Editor’s note: The following is the counter-point in a point/counter-point on whether or not student-athletes should be allowed to unionize. Read the point here.
The National Labor Relations Board issued a ruling this week in favor of Northwestern University’s football team seeking the right to form a union, according to Bloomberg.
The ruling issued that football players were employees of the university.
Historically speaking, the ability for employees to unionize has been influential and, for the most part, had a positive influence on the work environment we have today. We can thank unions for the 40-hour workweek, safer working conditions and a more complete and secure compensation system.
But what happens when student-athletes want to unionize? We could see the establishment of an elite class within the academic institutions that favors athleticism over education.
Let’s begin with the term student-athlete. In order to play football or any other sport at a college or university, you must also be working toward an education. Therefore, it is to be expected that one is a student first and an athlete second.
There are many students pulling double duty.

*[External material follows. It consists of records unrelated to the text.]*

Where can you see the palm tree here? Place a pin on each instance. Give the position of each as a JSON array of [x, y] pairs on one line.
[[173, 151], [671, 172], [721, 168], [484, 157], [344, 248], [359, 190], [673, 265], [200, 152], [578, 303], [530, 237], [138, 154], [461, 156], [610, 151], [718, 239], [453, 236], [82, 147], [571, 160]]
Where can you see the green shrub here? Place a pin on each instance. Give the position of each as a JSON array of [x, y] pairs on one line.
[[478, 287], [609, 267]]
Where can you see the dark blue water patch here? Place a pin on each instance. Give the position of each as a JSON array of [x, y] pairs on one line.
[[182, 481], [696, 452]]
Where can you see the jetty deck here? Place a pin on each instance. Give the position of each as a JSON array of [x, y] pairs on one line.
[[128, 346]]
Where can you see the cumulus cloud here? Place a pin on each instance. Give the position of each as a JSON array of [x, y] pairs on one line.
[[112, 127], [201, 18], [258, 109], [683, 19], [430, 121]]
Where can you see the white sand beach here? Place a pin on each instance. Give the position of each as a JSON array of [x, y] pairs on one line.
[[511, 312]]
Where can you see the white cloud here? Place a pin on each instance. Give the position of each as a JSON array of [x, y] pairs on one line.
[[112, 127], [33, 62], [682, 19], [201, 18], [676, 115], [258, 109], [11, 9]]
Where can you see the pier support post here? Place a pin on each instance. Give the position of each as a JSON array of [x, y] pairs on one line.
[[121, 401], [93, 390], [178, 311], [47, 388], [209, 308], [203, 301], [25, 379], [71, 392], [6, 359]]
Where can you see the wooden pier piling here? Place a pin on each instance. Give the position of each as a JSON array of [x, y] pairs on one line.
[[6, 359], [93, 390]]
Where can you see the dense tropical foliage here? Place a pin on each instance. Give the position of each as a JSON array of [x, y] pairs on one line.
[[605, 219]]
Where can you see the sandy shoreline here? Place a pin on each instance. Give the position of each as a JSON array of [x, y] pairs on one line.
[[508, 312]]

Many students supplement their academic resume with research endeavors, inventing, designing and promoting products, publications and other activities that often go seemingly unnoticed or uncompensated for but still bring positive publicity to the institution’s reputation.
As for the compensation aspect of the union’s request, I don’t feel that it is appropriate for athletes to receive payment when many are already receiving a full-ride. I think it is great when anybody has the opportunity to receive funding for their education, but when is enough, enough?
According to AthleticScholarships.net, NCAA D1 FBS football programs get 85 scholarships, all of which are full-rides. That is roughly 83 percent of an average NCAA D1 football team.
And according to CBS, less than half of 1 percent of all non-athletes enrolled in a four-year public or private institution receive, by means of financial aid, grant or scholarship, a full ride. In other words, the percentage of college athletes on a full scholarship are astounding compared to the percentage of non-athletes on a full scholarship.
Still not enough compensation? Before universities pay their scholarship athletes, there needs to be more action to reduce the already expensive financial burden on non-athletes as well.
When graduation day rolls around, only 1 percent of college athletes will go pro, according to the New York Times. The other 99 percent will have to rely on their education, just like all non-athletes attending academic institutions.
All of this boils down to the concern that allowing athletes to form unions would lead to establishing an undue biased toward athletes and away from the educational purposes of an academic institution.
At the end of the seasons, athletes are students just like all non-athletes. They have busy schedules, difficult classes and a university to represent, but does it warrant the establishment of a formal union?
I cannot say that it does.
Dewey Mullis, a junior criminal justice major from Wallburg, is an opinion writer.